In „Nummer 6“ quittiert ein Agent seinen Dienst und wird darauf hin an einen geheimnisvollen Ort, in ein „idyllisches“ Dorf entführt und bekommt die Nummer 6. Alle BewohnerInnen haben keine Namen, nur Nummern. Nummer 6 versucht über 17 Folgen, hinter das Geheimnis zu kommen – wo ist er? wer hat ihn entführt? wozu das alles? – und scheitert jedes Mal. (Inwiefern er in Folge 17 erfolgreich wird, bleibt unklar; das Ende ist rätselhaft.)

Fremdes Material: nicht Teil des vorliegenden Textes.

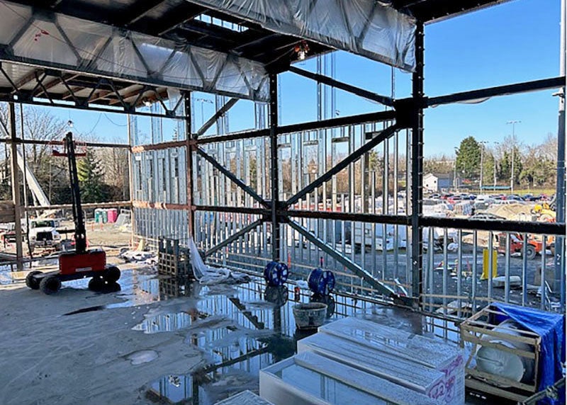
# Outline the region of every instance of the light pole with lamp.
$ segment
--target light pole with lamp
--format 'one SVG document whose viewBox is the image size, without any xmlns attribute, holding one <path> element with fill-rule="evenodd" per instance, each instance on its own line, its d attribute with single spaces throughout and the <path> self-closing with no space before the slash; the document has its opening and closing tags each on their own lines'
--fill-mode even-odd
<svg viewBox="0 0 567 405">
<path fill-rule="evenodd" d="M 484 171 L 484 160 L 483 159 L 484 155 L 484 145 L 488 144 L 487 141 L 479 141 L 481 144 L 481 179 L 478 183 L 478 188 L 481 189 L 481 194 L 483 193 L 483 172 Z"/>
<path fill-rule="evenodd" d="M 453 173 L 453 189 L 456 191 L 459 182 L 456 180 L 456 156 L 459 154 L 459 148 L 455 147 L 455 162 L 454 165 L 454 172 Z"/>
<path fill-rule="evenodd" d="M 516 147 L 516 124 L 520 124 L 522 121 L 508 121 L 506 124 L 512 124 L 512 139 L 514 143 L 512 145 L 512 170 L 510 173 L 510 193 L 514 193 L 514 149 Z"/>
<path fill-rule="evenodd" d="M 498 147 L 498 145 L 499 145 L 500 144 L 500 142 L 494 142 L 494 144 L 495 145 L 495 147 Z M 496 191 L 496 149 L 495 149 L 495 149 L 494 149 L 494 156 L 493 156 L 493 158 L 494 159 L 494 173 L 493 173 L 493 174 L 494 174 L 494 186 L 493 186 L 493 191 Z"/>
</svg>

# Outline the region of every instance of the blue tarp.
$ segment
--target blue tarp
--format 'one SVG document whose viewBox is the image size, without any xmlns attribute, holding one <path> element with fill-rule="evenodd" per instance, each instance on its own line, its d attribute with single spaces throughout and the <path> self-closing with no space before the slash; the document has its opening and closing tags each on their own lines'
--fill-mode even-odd
<svg viewBox="0 0 567 405">
<path fill-rule="evenodd" d="M 509 304 L 493 303 L 490 307 L 507 315 L 496 316 L 491 324 L 498 324 L 511 319 L 522 328 L 541 337 L 539 357 L 538 389 L 541 391 L 563 377 L 561 362 L 565 359 L 565 316 L 546 312 L 533 308 Z M 546 399 L 539 404 L 559 405 L 565 404 L 565 392 L 560 390 L 558 400 Z"/>
</svg>

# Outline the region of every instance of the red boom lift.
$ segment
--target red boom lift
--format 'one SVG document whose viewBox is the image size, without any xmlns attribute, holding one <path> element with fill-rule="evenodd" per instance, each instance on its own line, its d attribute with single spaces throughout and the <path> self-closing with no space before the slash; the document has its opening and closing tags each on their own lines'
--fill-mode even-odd
<svg viewBox="0 0 567 405">
<path fill-rule="evenodd" d="M 53 151 L 54 156 L 67 156 L 69 162 L 69 177 L 73 205 L 73 220 L 75 223 L 75 250 L 59 255 L 59 270 L 50 273 L 32 271 L 26 278 L 26 285 L 32 290 L 41 290 L 45 294 L 55 294 L 61 288 L 61 282 L 79 278 L 92 278 L 89 288 L 100 290 L 107 284 L 115 283 L 120 278 L 120 270 L 106 266 L 106 253 L 100 249 L 86 249 L 86 229 L 81 206 L 79 177 L 77 173 L 77 156 L 73 135 L 67 132 L 63 139 L 64 152 Z"/>
</svg>

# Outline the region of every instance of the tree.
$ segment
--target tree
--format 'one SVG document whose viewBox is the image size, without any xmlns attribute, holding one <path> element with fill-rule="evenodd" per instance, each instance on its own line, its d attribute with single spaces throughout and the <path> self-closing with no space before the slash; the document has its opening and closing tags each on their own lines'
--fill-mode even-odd
<svg viewBox="0 0 567 405">
<path fill-rule="evenodd" d="M 92 150 L 87 149 L 86 155 L 77 159 L 77 172 L 83 202 L 101 202 L 108 199 L 108 190 L 102 182 L 100 161 Z"/>
<path fill-rule="evenodd" d="M 454 161 L 444 154 L 427 157 L 423 159 L 423 172 L 427 173 L 453 173 Z"/>
<path fill-rule="evenodd" d="M 474 137 L 461 141 L 456 152 L 456 170 L 466 178 L 476 177 L 480 173 L 481 145 Z"/>
</svg>

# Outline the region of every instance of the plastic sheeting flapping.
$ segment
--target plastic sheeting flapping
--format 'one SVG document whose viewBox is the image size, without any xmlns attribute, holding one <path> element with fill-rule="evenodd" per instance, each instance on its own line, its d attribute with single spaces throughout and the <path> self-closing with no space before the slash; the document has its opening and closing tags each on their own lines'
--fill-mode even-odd
<svg viewBox="0 0 567 405">
<path fill-rule="evenodd" d="M 415 19 L 376 0 L 189 0 L 264 28 L 413 71 Z"/>
<path fill-rule="evenodd" d="M 244 58 L 0 1 L 0 59 L 142 83 L 269 99 L 264 66 Z"/>
</svg>

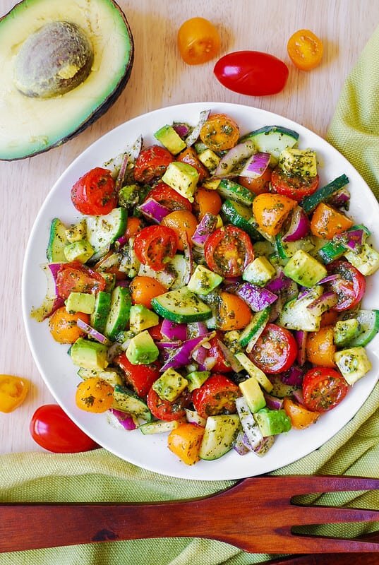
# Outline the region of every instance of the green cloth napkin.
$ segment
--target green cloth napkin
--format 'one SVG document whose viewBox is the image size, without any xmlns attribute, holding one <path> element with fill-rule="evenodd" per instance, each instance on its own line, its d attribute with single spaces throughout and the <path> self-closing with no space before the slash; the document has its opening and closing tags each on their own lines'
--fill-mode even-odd
<svg viewBox="0 0 379 565">
<path fill-rule="evenodd" d="M 344 86 L 328 140 L 346 155 L 379 196 L 379 29 Z M 379 477 L 378 405 L 379 384 L 355 417 L 332 439 L 274 475 L 345 473 Z M 231 481 L 197 482 L 157 475 L 127 463 L 103 449 L 73 455 L 21 453 L 0 458 L 0 500 L 7 502 L 170 500 L 210 494 L 231 484 Z M 314 499 L 308 499 L 311 501 Z M 379 497 L 373 493 L 356 498 L 347 493 L 322 495 L 318 501 L 379 508 Z M 251 502 L 253 511 L 253 501 Z M 189 519 L 195 520 L 195 516 Z M 337 525 L 323 525 L 317 533 L 349 536 L 375 529 L 354 524 L 344 525 L 342 529 Z M 2 554 L 0 564 L 247 565 L 269 558 L 268 555 L 240 552 L 217 542 L 170 538 Z"/>
</svg>

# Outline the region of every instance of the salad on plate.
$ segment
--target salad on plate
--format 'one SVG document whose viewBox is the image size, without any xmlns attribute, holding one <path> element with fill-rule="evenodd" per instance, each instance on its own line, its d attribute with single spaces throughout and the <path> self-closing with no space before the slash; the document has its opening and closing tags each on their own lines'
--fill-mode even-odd
<svg viewBox="0 0 379 565">
<path fill-rule="evenodd" d="M 204 110 L 154 136 L 68 187 L 81 216 L 52 219 L 32 316 L 66 344 L 80 408 L 187 465 L 263 456 L 371 370 L 379 254 L 296 131 Z"/>
</svg>

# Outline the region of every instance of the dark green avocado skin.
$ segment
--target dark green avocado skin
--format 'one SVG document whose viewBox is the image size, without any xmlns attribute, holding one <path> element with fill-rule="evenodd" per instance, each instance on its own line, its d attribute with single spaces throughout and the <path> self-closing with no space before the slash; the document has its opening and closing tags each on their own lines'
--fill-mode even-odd
<svg viewBox="0 0 379 565">
<path fill-rule="evenodd" d="M 2 18 L 0 18 L 0 21 L 1 21 L 4 18 L 7 18 L 10 15 L 11 15 L 15 8 L 19 4 L 22 4 L 23 1 L 25 1 L 25 0 L 21 0 L 20 2 L 16 4 L 7 14 L 4 16 Z M 128 83 L 128 81 L 130 78 L 131 73 L 132 71 L 133 65 L 134 63 L 134 52 L 135 52 L 134 40 L 131 27 L 126 19 L 126 16 L 125 16 L 124 13 L 123 12 L 120 6 L 117 4 L 116 2 L 114 1 L 114 0 L 108 0 L 108 1 L 111 2 L 119 13 L 120 16 L 122 18 L 125 27 L 127 30 L 128 36 L 130 42 L 129 60 L 128 66 L 126 69 L 124 76 L 122 76 L 121 79 L 119 81 L 116 88 L 107 96 L 107 97 L 104 100 L 104 101 L 100 104 L 100 105 L 94 108 L 93 112 L 90 116 L 88 116 L 88 117 L 85 119 L 85 121 L 78 124 L 78 126 L 75 129 L 71 131 L 70 133 L 66 133 L 64 136 L 57 140 L 55 143 L 52 143 L 51 144 L 47 145 L 46 147 L 42 149 L 40 149 L 35 152 L 28 153 L 28 154 L 25 154 L 24 155 L 20 155 L 19 157 L 12 157 L 8 158 L 7 157 L 5 156 L 3 157 L 0 155 L 0 161 L 20 160 L 22 159 L 25 159 L 27 157 L 34 157 L 37 155 L 46 153 L 47 151 L 49 151 L 50 149 L 52 149 L 53 148 L 59 147 L 63 145 L 64 143 L 66 143 L 67 141 L 69 141 L 70 140 L 73 139 L 73 138 L 81 133 L 82 131 L 84 131 L 85 129 L 91 126 L 97 119 L 99 119 L 99 118 L 100 118 L 104 114 L 105 114 L 109 109 L 109 108 L 114 104 L 116 100 L 120 97 L 125 87 L 126 86 L 126 84 Z"/>
</svg>

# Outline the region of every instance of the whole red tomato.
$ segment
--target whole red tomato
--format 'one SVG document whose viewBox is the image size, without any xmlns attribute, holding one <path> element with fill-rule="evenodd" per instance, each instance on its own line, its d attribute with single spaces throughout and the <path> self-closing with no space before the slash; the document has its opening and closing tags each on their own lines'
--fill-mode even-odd
<svg viewBox="0 0 379 565">
<path fill-rule="evenodd" d="M 54 453 L 76 453 L 99 447 L 57 404 L 40 406 L 32 417 L 30 430 L 36 444 Z"/>
<path fill-rule="evenodd" d="M 288 67 L 282 61 L 260 51 L 228 53 L 217 61 L 213 72 L 229 90 L 250 96 L 277 94 L 288 78 Z"/>
</svg>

Der Chef des Dorfes „heißt“ … „Nummer 2“. Eine „Nummer 1“ gibt es nicht, allenfalls gesichtslos am Ende der Telefonleitung, mit der Nummer 2 telefoniert.

6: Who are you?
2: I am the new number 2.
6: Who is number 1?
2: You are number 6.

ist eine wiederkehrender Dialogteil im Vorspann jeder Episode.

Es gibt in den 17 Episoden der Serie verschiedene „Nummern 2“. (Meistens wechseln die Darsteller; meistens, nicht immer, sind es Männer – schon damals aber auch Frauen! Manche Nummer 2 taucht in verschiedenen Episoden wiederholt auf.) Bei manchen Nummern 2 merkt man, dass sie auf die Meinung des Chefs, der nie gezeigten Nummer 1, sehr angewiesen sind; sie sind letztlich abhängige, unsichere, servile Figuren. Es gibt aber auch durchaus starke, selbstbewusste „Nummern 2“, die die Nummer 1 in ein undefiniertes Abseits verschieben und (fast) vergessen lassen. Formell beginnt die reale Hierarchie aber immer mit 2, nicht mit 1.

Warum mich das damals schon so fasziniert hat?

Alternativen?

Die Fernsehserie „Nummer 6“ spitzte das Denken in Hierarchien als düstere Vision zu, anschaulich durch das Durchnummerieren der Charaktere. Das staatlich verankerte Denken in „Nummer 2“ und „Nummer 1“ tut es auch, so lange es in diesem Schema bleibt und Varianten und Variation nicht mitdenkt.

Meiner Erfahrung nach gibt es Alternativen zu Hierarchien: Anarchien. Netzwerke.


Lit.: Bürkle, Michael (2015): Projektmanagement: hierarchisch vs. anarchisch.